Senator Maria Collett

Lower Gwynedd, PA — April 30, 2020 — Senator Maria Collett (D-12 Montgomery/Bucks) issued the following statement after a party-line vote in the Senate Veterans Affairs & Emergency Preparedness (“VAEP”) Committee meeting today to move forward with the issuance of redundant, burdensome subpoenas of Governor Wolf and cabinet officials:

“Rather than convening to discuss pressing issues pertaining to veterans affairs and emergency preparedness, such as the alarming 47 COVID-related and other deaths at a Chester County veterans’ home since March 1st or the urgent, ongoing testing and PPE needs of our first responders, I’m disappointed that the Senate VAEP Committee was convened today solely to address a request to issue subpoenas upon the Governor and Secretary of the Department of Community and Economic Development (“DCED”) to investigate the life-sustaining business waiver process.

“Subpoenas became unnecessary when our Auditor General announced this morning that his office would be moving forward with a thorough investigation of the DCED waiver process. Many businesses in the 12th District have fallen victim to the fallibility and inconsistencies in the waiver process. A prime example is A&F Machine Building, a Bucks County manufacturer vital to the toilet paper supply chain, whose waiver was initially denied. And there were classifications within the guidelines that my constituents and I disagreed with and challenged. (See, e.g., my April 2 letter to Secretary Davin regarding outdoor garden centers, to which I received no reply.)
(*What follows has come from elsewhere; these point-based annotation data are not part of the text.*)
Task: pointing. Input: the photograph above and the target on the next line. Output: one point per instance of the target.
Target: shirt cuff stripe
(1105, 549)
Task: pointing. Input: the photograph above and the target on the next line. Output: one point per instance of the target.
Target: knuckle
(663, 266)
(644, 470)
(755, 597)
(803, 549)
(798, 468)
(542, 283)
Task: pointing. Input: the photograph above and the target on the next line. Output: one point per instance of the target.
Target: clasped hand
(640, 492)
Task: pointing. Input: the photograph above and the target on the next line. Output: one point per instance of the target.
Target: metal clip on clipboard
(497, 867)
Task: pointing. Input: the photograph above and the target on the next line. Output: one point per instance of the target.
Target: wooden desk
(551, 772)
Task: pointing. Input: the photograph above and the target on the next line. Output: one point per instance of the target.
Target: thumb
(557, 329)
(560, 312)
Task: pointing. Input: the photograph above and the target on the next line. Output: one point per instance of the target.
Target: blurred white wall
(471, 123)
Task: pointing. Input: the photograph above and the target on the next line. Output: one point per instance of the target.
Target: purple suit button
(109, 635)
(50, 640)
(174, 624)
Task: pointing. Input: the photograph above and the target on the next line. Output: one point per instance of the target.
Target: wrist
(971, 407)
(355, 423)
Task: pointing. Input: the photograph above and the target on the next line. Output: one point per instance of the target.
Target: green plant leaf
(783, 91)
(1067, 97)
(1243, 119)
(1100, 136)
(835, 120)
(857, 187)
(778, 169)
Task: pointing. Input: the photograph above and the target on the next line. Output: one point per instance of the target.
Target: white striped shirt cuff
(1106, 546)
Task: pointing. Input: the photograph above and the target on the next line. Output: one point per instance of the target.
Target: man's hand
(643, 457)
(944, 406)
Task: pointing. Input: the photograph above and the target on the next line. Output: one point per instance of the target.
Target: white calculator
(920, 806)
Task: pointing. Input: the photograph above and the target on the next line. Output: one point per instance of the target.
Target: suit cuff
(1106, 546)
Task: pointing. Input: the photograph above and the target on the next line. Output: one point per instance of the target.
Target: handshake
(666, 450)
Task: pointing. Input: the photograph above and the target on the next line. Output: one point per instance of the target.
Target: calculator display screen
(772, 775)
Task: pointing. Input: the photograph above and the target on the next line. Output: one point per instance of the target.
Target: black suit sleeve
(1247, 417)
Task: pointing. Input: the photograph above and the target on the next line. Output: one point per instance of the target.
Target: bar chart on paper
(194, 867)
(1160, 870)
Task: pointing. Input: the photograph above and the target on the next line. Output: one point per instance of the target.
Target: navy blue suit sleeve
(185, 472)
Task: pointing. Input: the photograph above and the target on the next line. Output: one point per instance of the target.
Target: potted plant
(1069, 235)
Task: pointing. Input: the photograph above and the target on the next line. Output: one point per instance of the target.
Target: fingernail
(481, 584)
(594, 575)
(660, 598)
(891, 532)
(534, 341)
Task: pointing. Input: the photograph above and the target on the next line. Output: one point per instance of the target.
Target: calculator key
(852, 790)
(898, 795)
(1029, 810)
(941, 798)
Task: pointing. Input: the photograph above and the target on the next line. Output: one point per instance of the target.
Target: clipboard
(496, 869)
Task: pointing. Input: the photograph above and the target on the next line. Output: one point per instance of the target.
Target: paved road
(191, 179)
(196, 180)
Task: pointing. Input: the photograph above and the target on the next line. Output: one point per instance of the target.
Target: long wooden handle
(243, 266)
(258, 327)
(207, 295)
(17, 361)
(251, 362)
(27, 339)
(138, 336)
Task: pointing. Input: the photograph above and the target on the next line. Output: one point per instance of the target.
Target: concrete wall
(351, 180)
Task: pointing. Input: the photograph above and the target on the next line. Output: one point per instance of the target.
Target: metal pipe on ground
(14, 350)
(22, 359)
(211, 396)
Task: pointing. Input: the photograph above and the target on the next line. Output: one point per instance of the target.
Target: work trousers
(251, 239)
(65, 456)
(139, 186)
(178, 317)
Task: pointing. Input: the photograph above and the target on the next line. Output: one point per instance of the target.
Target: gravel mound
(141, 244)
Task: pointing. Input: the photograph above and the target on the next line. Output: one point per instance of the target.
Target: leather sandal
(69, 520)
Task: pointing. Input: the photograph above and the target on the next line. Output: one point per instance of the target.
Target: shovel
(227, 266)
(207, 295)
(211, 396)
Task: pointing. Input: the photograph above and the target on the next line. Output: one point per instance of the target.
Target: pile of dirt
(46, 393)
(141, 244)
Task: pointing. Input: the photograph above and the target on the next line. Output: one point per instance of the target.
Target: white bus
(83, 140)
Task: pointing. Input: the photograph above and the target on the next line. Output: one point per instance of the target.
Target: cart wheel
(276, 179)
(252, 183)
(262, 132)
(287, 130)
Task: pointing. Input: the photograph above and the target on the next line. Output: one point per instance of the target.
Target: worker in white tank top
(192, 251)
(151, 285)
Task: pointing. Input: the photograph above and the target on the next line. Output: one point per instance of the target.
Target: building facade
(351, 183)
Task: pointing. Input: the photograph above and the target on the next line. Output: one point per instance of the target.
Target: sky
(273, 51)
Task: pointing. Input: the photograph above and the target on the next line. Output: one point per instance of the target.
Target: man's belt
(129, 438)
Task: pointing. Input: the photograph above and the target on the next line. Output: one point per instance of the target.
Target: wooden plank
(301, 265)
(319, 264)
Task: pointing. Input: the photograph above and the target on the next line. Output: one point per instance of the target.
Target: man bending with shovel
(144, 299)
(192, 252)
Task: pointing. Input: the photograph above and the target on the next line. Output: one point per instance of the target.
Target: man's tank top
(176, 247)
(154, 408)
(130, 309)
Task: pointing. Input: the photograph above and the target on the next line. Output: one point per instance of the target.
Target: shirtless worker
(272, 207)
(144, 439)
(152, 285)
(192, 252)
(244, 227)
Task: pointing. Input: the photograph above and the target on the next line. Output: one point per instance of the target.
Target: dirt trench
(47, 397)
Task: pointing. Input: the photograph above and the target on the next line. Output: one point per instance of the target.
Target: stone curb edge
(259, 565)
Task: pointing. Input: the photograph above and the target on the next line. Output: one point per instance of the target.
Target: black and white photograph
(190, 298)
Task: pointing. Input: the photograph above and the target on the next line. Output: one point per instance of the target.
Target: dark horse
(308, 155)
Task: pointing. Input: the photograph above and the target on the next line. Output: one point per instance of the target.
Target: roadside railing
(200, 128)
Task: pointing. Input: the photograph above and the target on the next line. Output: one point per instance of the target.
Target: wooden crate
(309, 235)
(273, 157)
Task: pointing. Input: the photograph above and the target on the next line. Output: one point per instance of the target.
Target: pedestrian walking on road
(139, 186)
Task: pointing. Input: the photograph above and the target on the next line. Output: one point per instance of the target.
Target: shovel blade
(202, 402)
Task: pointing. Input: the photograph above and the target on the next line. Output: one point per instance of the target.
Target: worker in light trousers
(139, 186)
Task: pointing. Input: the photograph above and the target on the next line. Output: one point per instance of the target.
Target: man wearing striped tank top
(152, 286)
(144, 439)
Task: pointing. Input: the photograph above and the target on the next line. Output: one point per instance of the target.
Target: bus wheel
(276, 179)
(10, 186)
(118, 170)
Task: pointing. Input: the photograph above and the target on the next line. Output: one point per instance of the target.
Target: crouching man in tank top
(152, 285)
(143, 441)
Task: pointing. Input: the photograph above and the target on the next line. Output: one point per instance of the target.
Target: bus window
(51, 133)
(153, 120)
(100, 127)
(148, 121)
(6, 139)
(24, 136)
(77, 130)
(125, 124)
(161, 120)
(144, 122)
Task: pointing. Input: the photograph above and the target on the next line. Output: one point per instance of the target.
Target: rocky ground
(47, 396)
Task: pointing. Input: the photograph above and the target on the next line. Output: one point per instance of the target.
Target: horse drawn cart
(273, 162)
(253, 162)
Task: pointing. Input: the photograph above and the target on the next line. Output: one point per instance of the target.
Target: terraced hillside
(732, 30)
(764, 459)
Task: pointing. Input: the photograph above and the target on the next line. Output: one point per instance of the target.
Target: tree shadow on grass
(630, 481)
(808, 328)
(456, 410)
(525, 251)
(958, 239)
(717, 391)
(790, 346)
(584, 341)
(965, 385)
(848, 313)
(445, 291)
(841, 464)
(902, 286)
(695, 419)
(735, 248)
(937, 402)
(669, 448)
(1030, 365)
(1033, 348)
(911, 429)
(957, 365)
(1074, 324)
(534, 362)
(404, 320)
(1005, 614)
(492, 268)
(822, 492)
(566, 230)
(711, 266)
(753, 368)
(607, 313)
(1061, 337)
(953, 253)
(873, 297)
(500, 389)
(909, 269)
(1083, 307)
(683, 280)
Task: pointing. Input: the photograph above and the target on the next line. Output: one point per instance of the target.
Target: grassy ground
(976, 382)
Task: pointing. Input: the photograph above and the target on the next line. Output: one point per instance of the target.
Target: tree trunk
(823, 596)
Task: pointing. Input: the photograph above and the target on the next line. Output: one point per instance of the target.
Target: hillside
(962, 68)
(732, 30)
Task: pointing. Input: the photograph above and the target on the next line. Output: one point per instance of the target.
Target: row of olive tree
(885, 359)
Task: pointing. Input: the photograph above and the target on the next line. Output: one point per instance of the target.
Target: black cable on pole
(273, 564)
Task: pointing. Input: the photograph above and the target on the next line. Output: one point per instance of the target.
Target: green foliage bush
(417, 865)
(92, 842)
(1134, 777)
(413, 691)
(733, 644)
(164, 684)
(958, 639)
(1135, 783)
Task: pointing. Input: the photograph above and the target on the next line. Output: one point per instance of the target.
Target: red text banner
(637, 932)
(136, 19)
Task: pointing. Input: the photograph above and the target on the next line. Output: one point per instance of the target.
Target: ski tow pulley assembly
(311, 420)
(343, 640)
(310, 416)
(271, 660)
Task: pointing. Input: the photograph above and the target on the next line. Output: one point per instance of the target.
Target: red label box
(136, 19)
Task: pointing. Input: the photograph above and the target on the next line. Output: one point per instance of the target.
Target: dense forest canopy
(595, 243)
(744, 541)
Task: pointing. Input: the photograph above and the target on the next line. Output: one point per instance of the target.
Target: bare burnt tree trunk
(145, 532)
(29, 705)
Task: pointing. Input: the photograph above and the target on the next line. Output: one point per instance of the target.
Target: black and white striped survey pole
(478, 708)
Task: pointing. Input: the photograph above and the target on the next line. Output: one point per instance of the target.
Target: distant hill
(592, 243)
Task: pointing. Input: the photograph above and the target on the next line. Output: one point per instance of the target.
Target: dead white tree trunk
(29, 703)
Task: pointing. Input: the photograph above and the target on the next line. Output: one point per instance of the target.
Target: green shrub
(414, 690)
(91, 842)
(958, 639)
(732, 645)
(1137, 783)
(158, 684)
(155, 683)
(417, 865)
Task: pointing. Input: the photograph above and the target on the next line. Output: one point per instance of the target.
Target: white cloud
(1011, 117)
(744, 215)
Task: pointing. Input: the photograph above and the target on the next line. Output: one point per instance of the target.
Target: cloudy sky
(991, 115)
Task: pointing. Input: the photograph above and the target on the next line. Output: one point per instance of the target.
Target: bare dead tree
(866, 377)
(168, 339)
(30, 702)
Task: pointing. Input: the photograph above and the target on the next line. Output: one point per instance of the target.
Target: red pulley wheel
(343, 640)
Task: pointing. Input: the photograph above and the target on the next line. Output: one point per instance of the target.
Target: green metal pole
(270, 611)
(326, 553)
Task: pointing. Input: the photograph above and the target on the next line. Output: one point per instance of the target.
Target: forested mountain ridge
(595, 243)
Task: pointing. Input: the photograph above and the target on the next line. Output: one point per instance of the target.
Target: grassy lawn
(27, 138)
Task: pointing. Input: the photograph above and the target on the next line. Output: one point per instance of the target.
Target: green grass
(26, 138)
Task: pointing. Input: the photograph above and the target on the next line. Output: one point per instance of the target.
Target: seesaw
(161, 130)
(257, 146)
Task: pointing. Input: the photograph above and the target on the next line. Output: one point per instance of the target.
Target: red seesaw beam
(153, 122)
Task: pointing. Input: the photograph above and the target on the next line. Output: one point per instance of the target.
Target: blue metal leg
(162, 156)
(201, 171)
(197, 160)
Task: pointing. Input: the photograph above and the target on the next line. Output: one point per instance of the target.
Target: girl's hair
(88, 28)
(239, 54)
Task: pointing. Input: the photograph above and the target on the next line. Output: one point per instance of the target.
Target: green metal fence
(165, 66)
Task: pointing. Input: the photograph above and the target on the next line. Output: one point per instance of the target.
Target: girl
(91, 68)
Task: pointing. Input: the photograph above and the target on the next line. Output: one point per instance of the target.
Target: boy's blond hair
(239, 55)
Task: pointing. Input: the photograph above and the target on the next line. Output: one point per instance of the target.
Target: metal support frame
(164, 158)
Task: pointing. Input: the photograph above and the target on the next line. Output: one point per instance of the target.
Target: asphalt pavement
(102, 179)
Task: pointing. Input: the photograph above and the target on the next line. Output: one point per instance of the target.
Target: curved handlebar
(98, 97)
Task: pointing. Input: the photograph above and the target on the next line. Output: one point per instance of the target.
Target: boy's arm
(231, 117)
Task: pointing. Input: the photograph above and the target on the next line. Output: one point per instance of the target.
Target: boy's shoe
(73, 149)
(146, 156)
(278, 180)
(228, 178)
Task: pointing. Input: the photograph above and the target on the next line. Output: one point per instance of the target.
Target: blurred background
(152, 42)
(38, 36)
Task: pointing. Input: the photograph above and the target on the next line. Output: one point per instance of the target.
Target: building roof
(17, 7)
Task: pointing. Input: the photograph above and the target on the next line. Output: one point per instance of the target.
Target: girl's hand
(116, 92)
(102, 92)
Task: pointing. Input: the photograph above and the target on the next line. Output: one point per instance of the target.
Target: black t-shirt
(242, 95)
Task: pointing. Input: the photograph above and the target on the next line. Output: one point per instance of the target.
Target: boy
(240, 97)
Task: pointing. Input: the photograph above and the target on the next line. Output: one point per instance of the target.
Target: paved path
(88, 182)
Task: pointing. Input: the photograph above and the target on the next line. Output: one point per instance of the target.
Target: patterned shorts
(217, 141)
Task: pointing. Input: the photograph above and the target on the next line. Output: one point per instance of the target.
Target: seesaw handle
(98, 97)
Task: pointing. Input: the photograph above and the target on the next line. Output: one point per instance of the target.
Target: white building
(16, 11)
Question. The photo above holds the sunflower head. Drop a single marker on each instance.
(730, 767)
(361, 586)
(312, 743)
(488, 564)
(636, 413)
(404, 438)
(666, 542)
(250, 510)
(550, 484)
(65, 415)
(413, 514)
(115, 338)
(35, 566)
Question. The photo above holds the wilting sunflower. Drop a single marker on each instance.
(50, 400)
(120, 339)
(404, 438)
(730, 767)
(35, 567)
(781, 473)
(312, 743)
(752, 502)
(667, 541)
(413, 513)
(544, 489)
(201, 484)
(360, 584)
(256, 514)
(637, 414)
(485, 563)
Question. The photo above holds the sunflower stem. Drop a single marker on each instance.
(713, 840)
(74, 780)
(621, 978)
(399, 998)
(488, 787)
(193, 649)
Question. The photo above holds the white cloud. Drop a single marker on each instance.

“I agree there is much we can learn from the failures in this process and I fully support the Auditor General’s decision to investigate it.  I don’t, however, support the issuance of burdensome and redundant subpoenas that will take the administration away from the more pressing matters of the ongoing crisis. Right now, I want Governor Wolf looking forward at ongoing problems like the availability of testing and the safety and oversight in our congregant care facilities, including veterans’ homes. I want DCED focused on the swift and equitable distribution of additional funding to small businesses with actual losses in hardest hit areas. Issuing subpoenas now that will take people away from the good work of helping our communities just to spend countless hours sifting through documents to satisfy discovery requests is undoubtedly a huge waste of taxpayer money. And it further wastes the energies of the same administrators and staff we so desperately need to continue working to get our Commonwealth back on track for a safe, effective re-opening.

“I am very disappointed in both parties that this conversation has become so heavily politicized. My decisions and votes have been and remain guided strictly by the public health and economic experts, the data from my district, and the input of my constituents and local businesses. To that end, I remain vocal in my calls for the Wolf administration to better target their relief efforts to make sure the money gets in the hands of those who need it the most, in districts like mine that have been closed the longest and to the families and small businesses that have been hardest hit. (See, e.g., my April 27 letter to Governor Wolf regarding SEPA businesses, to which I have received no reply.) This is what I want Governor Wolf and DCED doing right now. My no vote in VAEP reflects the distraction I think launching this type of legal investigation now will be towards the goal of bringing desperately needed financial relief to my constituents and my district.”